Perhaps they just want to have Myanmar change its name back to Burma (or, at the very least, Burma: First Blood Part II) but Reuters announced this weekend that police in Myanmar are cracking down hard on anyone selling a DVD of Rambo. According to the report “people are going crazy with the quote ‘Live for nothing, die for something’” and are using it as a rallying cry for the growing democracy movement. See - we aren’t the only ones who are moved by Sly’s words!

In a statement released in Paris (Paris? What’s Rambo doing with the French?!?) Sylvester Stallone was quoted by the Associated Press as saying “Students have now used this film as a rallying point and are using the quote, thinking maybe the American military will intervene and save them.” UGO previously reported that Sly picked Myanmar as the setting for his latest Rambo installment after conferring with “Soldier of Fortune” Magazine in an attempt to find the least reported human rights abuses in the world.

We salute Sly for a) bringing the issue of the suffering Burmese (or Myanmarese or whatever) to light, for b) doing it in such a kick-ass way and c) for not getting all whiny like Lars Ulrich about the concept of pirated DVDs. Indeed, the film in question is not available in Myanmar through any “legal” means.

Rambo, however, is still playing at a theater near you. And he needs your support.

Jamie Foxx Figure Launches Black History Month at Madame Tussauds Las Vegas

Wednesday, February 6th, 2008 - No Comments »
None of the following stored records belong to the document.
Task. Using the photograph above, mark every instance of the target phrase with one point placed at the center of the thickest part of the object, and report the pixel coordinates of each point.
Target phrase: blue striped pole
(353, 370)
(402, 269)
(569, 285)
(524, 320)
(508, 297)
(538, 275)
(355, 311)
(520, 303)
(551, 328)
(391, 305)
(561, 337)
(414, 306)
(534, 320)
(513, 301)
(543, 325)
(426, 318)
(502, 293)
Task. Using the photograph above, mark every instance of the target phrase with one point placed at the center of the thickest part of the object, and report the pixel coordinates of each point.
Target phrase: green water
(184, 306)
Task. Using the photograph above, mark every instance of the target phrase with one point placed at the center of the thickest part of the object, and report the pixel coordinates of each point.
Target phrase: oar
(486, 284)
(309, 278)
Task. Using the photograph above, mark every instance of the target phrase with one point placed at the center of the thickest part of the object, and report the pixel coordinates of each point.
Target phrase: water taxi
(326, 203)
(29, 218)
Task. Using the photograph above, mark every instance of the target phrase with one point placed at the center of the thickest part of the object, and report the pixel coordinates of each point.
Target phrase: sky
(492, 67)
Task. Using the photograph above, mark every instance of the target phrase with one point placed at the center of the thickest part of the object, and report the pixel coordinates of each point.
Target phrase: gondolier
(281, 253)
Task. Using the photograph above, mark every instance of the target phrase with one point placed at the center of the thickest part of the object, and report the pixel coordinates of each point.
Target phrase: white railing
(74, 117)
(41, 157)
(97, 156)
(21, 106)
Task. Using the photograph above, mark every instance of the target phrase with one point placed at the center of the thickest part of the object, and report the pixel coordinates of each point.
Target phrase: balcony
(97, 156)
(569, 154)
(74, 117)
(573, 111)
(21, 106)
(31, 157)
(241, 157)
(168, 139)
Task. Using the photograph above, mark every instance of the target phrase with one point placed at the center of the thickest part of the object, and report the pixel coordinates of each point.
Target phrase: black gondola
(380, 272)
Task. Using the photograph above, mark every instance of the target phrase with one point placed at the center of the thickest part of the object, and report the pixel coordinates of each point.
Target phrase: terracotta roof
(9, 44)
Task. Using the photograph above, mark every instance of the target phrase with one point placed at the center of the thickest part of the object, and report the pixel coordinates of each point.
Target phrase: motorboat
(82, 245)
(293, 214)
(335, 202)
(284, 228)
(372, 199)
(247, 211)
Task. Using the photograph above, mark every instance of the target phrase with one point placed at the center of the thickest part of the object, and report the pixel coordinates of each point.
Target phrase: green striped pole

jamie fox jamie fox jamie fox jamie fox twister Madame Tussauds Las Vegas announced that they have chosen Jamie Foxx, one of the most notable performers of our time, to officially open Black History Month in the attraction’s Spirit of America Room, with the official unveiling of his life-like wax figure.

The Foxx unveiling kicks off the “Madame Tussauds Black History” month-long celebration. Foxx will join other famous notable African-American figures already on display as part of the exhibit. Figures included are Muhammad Ali, Louis Armstrong, James Brown, Whoopi Goldberg, Jimi Hendrix, Michael Jordan, Martin Luther King, Jr. and Oprah Winfrey. Every figure on display will be accompanied with a biography that acknowledges the significant contributions that each of these individuals has made to shape American history. The exhibit is ideal in educating not only adults, but also students — with the attraction already having confirmed a number of field trips as a direct response to the exhibit.